If I’ve learned one thing from this house, it’s that problems come out of nowhere. Until a few months ago whenever it had been raining hard, I’d inspect every room, searching for the inevitable drips or stains. One area in particular was problematic, where the wall had grown mushy with damp, and the plasterwork sagged like uncooked pastry. Eventually, after three visits, the roofer got to the source of the problem. Once he had fixed it, he replaced the old broken tiles. Thereafter, storms held no fears for us. Until, that is, another set of workmen clambered across his handiwork going about their job, and the tiles snapped like Ryvita. “Please don’t let anyone stand up there again,” the roofer said, looking pained after replacing them yet again.
I don’t want to sound overly dramatic, but there have been moments when we’ve had so much patching up to do, I wondered if the place had come under attack from Oliver Cromwell’s cannons. Now, however, with the exception of minor incursions, to which we are resigned, I am hoping that the last serious breach of the outside walls has finally been plugged.
In the ever-rolling scheme of home repairs on which we embarked when we arrived, one corner remained untouched. The shower room, at the back of the house, was serviceable but unsightly. All the pipework was exposed and a sinister black damp patch, near the shower tray, could not be entirely hidden by a vase. With too much else going on, we put thoughts of what might be happening under the floorboards to the back of our minds. Whenever the door of the living room rattled in the wind, despite every window having been replaced or reglazed, it could be traced to this airy bathroom. Bubble wrap crammed into the worst cavity was all that stood between us and the outside world.
As lockdown began to ease, we headed to the nearest bathroom showroom, determined finally to deal with the problem. Not surprisingly, we learned that a lot of people during the sequestered months had also been planning house improvements. Other than box-sets, how else to pass the time? Folk have spent their evenings doodling ideas for conservatories and patios, extensions and demolition work. These dreams are a bulwark against unsettling times and an uncharted future.
In considerably less than an hour, with the help of a bathroom expert called Gail, we had chosen the components of our new room. Just last week, the old fittings went into the back of a van, and the new units and tiles were installed. Previously the experience of showering compared with the public facilities in a run-down caravan park.
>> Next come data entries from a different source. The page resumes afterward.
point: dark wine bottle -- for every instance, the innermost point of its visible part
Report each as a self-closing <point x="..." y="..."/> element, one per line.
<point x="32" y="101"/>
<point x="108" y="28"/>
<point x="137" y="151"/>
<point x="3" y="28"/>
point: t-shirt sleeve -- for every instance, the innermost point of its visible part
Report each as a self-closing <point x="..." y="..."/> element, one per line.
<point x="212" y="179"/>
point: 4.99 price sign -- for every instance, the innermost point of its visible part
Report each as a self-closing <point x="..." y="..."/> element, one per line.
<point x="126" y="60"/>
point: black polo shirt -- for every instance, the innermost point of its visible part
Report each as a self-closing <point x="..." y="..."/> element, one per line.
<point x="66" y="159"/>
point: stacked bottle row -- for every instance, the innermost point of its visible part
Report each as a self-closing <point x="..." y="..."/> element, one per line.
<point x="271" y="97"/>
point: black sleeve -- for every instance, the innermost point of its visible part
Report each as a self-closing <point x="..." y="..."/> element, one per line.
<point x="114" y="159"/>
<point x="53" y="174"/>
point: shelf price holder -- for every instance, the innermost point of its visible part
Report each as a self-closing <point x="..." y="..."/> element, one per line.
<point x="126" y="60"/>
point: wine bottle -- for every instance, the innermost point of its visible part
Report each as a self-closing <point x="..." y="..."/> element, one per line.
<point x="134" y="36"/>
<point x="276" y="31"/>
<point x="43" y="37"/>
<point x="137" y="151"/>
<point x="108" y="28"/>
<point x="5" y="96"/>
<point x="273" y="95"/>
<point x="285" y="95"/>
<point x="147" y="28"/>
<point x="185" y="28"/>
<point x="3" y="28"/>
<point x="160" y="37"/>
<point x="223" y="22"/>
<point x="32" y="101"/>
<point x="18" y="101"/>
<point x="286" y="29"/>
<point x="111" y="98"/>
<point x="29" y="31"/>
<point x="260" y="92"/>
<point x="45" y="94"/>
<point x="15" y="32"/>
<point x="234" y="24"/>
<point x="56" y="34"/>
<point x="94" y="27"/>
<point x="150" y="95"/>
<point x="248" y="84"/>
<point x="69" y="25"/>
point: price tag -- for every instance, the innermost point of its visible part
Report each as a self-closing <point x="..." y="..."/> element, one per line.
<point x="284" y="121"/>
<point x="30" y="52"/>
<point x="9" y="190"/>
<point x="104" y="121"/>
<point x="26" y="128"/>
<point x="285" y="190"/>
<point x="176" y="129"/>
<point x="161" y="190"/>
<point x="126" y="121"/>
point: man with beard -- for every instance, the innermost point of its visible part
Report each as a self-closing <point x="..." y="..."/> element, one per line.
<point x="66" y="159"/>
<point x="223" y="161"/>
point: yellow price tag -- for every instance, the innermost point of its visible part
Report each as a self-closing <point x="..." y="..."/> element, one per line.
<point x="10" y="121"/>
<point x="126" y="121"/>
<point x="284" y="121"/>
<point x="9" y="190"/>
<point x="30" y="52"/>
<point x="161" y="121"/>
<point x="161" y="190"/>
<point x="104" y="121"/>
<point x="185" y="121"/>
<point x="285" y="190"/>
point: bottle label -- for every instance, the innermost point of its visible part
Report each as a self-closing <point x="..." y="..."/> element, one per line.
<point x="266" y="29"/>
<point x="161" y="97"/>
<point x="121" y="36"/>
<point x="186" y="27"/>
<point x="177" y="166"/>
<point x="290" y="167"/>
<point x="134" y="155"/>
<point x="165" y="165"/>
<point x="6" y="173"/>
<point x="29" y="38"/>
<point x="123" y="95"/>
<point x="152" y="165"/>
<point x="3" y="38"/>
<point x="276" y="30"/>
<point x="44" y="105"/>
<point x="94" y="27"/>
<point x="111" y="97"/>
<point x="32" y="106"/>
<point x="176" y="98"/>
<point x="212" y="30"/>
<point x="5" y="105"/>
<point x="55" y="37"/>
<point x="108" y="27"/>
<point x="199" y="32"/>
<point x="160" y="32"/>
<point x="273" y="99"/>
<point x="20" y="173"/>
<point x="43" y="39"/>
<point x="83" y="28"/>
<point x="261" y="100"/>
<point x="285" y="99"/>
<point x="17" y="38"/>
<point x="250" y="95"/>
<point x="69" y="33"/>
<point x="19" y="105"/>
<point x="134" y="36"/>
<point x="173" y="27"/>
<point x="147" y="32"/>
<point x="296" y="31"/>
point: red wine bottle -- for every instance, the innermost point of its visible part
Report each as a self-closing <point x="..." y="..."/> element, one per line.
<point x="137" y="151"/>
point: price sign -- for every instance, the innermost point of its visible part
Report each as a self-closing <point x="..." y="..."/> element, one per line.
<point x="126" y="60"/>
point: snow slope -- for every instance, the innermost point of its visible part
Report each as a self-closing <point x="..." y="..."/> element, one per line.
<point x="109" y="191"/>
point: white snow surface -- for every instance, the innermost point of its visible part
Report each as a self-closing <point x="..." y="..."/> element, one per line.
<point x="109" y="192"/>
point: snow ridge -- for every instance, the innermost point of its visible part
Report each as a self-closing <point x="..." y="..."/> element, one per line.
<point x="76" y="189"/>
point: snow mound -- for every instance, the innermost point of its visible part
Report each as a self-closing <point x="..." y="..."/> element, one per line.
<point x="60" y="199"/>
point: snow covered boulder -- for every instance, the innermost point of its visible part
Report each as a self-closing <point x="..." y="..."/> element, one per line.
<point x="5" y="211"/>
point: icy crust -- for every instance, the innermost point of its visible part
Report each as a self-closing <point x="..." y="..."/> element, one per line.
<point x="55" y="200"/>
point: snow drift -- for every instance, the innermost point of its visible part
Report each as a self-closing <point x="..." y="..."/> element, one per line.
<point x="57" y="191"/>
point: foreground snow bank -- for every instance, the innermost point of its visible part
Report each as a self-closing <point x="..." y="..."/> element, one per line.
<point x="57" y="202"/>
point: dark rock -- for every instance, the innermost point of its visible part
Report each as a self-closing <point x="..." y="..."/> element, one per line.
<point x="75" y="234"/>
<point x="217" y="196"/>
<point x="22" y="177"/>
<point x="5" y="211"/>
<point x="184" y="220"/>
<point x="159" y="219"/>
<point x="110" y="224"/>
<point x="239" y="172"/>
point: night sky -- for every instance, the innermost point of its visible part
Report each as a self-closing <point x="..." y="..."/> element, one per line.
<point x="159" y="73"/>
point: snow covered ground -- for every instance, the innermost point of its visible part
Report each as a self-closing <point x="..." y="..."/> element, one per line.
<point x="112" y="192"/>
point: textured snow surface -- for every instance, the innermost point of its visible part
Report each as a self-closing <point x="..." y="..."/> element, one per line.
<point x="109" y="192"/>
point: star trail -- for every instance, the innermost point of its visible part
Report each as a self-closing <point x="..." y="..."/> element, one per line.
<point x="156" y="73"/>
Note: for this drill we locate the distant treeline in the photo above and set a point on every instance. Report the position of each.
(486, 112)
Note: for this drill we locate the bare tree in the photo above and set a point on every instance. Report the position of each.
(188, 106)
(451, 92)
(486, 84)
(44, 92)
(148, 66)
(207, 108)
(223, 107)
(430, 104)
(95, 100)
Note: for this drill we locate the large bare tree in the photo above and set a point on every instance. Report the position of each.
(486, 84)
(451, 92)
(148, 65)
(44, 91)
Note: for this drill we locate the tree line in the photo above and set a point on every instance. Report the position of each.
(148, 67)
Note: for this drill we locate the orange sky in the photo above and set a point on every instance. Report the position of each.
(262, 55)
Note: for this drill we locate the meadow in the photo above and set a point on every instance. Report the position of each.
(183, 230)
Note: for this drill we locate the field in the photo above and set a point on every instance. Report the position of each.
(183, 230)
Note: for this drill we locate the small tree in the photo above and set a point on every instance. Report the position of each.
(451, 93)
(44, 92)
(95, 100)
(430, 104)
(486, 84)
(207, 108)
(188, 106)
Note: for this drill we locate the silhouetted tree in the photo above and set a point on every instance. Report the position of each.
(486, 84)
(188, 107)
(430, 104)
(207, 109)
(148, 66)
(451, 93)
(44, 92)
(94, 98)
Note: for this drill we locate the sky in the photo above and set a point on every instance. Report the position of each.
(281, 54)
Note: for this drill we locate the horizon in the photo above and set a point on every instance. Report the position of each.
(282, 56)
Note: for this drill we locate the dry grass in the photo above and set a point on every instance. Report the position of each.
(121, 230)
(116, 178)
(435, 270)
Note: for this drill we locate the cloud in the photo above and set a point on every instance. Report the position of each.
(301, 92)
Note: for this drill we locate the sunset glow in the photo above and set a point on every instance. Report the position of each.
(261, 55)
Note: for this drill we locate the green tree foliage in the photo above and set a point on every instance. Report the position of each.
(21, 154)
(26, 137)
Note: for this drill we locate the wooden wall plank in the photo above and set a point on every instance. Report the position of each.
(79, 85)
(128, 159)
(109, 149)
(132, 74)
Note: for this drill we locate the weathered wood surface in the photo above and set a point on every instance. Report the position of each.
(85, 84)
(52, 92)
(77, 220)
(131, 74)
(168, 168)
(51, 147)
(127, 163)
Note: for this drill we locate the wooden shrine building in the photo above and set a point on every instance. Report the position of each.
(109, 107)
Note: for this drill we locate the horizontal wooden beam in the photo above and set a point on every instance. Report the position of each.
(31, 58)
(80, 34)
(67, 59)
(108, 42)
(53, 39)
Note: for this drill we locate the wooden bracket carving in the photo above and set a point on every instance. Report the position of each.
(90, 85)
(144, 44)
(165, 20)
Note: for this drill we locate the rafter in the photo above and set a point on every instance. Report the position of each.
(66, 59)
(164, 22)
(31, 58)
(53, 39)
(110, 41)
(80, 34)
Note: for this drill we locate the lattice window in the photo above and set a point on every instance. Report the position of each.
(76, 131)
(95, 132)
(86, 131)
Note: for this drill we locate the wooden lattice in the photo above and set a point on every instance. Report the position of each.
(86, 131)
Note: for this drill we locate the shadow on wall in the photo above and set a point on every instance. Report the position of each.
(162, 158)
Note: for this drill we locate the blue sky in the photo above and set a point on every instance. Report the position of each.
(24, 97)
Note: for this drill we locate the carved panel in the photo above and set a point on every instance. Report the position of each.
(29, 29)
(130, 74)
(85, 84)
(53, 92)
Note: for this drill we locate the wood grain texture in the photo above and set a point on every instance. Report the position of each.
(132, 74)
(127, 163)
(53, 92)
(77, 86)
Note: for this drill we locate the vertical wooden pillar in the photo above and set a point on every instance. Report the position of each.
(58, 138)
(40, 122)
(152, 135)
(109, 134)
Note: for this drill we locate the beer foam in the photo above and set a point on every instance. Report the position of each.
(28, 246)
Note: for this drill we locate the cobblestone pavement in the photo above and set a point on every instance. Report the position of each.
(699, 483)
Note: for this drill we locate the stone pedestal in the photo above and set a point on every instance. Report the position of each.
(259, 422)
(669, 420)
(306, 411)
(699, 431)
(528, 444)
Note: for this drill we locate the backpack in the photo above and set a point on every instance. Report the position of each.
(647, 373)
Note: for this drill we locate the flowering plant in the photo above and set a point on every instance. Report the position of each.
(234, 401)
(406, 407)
It reminded me of a shabby but pleasant Yorkshire hotel we used to visit, which had a swimming pool in the garden, in a dilapidated conservatory. Every year the place got frowsier, until one day I found frogs leaping into the pool with us.
Back in Hoolet, the morning regime feels like being in a bijou hotel. Although the radiator is not yet connected, awaiting decorating, the room is sleek, stylish and – most importantly of all – water stays where it belongs. Nor do you need a hand with the grip of a monkey wrench to turn the shower on and off. Our second act of DIY when we arrived was to massage WD40 into the controls. Since last week, I can shift them with my little finger.